We expect to this to be stronger with looking at apaQTLs affecting UTR isoforms. The mechanism could be that one isoform is degraded by miRNAs and we only see the other isoform. This is more likely to be a utr mechanism.

```{r}
miRNAtargetsbyloc=miRNAtargets %>% group_by(gene) %>% summarise(nMi=n()) %>% full_join(PASGene, by="gene") %>%  mutate(nMi = ifelse(is.na(nMi), 0, nMi), withSite=ifelse(nMi >0, "Yes", "No"),Intronic=ifelse(gene %in% apaQTL_intron$Gene, "Yes","No"),UTR=ifelse(gene %in% apaQTL_utr$Gene, "Yes","No"))
```

```{r}
x=miRNAtargetsbyloc %>% filter(withSite=='Yes', Intronic=='Yes') %>% nrow()
m=miRNAtargetsbyloc %>% filter(withSite=='Yes') %>% nrow()
n=miRNAtargetsbyloc %>% filter(withSite=='No') %>% nrow()
k=miRNAtargetsbyloc %>% filter(Intronic=='Yes') %>% nrow()
  

#expected
which(grepl(max(dhyper(1:x, m, n, k)), dhyper(1:x, m, n, k)))  

#actual:
x

#pval
phyper(x, m, n, k,lower.tail=F)
```

```{r}
x=miRNAtargetsbyloc %>% filter(withSite=='Yes', UTR=='Yes') %>% nrow()
m=miRNAtargetsbyloc %>% filter(withSite=='Yes') %>% nrow()
n=miRNAtargetsbyloc %>% filter(withSite=='No') %>% nrow()
k=miRNAtargetsbyloc %>% filter(UTR=='Yes') %>% nrow()
  

#expected
which(grepl(max(dhyper(1:x, m, n, k)), dhyper(1:x, m, n, k)))  

#actual:
x

#pval
phyper(x, m, n, k,lower.tail=F)
```
We cannot differentiate between location here either. This is most likely due to the ratios. We are not sure which isoform is actually the one with the mechanism of action and which is reactionary.  
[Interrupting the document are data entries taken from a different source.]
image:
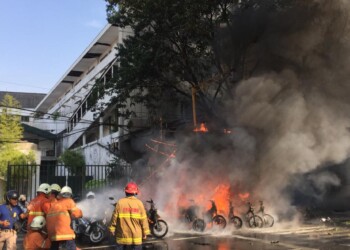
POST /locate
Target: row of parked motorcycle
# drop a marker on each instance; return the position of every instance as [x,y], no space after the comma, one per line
[214,220]
[94,231]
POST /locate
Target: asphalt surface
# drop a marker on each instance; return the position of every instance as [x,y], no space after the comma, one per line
[305,237]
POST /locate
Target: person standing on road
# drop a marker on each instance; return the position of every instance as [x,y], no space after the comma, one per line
[36,238]
[58,220]
[35,205]
[55,191]
[10,213]
[129,223]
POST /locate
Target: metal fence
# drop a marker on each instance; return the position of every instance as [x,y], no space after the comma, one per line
[27,178]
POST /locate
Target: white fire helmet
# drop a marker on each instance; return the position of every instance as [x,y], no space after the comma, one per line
[22,197]
[90,195]
[66,192]
[44,188]
[55,187]
[38,222]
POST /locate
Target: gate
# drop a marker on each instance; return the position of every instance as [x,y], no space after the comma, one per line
[27,178]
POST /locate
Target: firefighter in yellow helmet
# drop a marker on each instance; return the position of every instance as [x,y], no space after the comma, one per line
[58,220]
[129,222]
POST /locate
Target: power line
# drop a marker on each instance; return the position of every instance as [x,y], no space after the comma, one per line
[25,85]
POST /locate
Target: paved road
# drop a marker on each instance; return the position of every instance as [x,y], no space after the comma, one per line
[308,237]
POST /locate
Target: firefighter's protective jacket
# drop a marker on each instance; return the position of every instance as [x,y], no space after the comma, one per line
[58,219]
[129,221]
[36,240]
[47,204]
[35,207]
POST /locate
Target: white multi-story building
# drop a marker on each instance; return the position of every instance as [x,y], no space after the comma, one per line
[69,109]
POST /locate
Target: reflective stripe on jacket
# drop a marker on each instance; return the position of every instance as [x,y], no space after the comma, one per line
[35,240]
[34,207]
[58,219]
[129,221]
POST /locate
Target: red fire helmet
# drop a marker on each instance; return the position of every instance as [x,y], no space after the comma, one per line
[131,188]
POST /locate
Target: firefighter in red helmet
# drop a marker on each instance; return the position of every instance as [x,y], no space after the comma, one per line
[129,223]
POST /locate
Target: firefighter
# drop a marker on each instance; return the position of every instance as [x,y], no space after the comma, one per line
[129,223]
[36,238]
[58,220]
[35,205]
[90,195]
[55,191]
[22,202]
[10,213]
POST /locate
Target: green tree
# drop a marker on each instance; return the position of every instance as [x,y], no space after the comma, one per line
[74,160]
[180,48]
[11,132]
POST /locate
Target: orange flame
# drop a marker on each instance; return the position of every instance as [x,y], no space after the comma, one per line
[202,128]
[244,196]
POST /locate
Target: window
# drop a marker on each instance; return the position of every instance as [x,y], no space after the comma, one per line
[25,118]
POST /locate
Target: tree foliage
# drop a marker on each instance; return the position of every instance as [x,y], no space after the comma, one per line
[11,132]
[182,46]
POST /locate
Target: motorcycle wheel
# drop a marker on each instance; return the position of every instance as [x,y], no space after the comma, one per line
[198,225]
[268,220]
[255,221]
[24,226]
[97,235]
[219,222]
[236,221]
[159,229]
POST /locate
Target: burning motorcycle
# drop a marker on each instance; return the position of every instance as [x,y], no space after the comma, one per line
[191,216]
[235,220]
[159,228]
[89,229]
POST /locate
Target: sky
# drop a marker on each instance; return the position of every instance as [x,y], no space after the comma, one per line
[41,39]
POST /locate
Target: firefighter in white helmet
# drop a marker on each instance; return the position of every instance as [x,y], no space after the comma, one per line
[36,238]
[35,205]
[55,191]
[59,220]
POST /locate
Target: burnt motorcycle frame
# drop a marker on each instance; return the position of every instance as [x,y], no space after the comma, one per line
[232,218]
[251,219]
[158,227]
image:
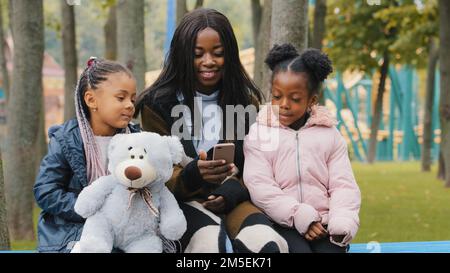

Do this with total v nuclear as well. 

```{r}
x=miRNAtargetsbygene %>% filter(withSite=='Yes', TvN=='Yes') %>% nrow()
m=miRNAtargetsbygene %>% filter(withSite=='Yes') %>% nrow()
n=miRNAtargetsbygene %>% filter(withSite=='No') %>% nrow()
k=miRNAtargetsbygene %>% filter(TvN=='Yes') %>% nrow()
  

#expected
which(grepl(max(dhyper(1:x, m, n, k)), dhyper(1:x, m, n, k)))  

#actual:
x

#pval
phyper(x, m, n, k,lower.tail=F)

```
This is significant as well. miRNAs may be part of the reason we do not detect as many total transcripts as total transcripts.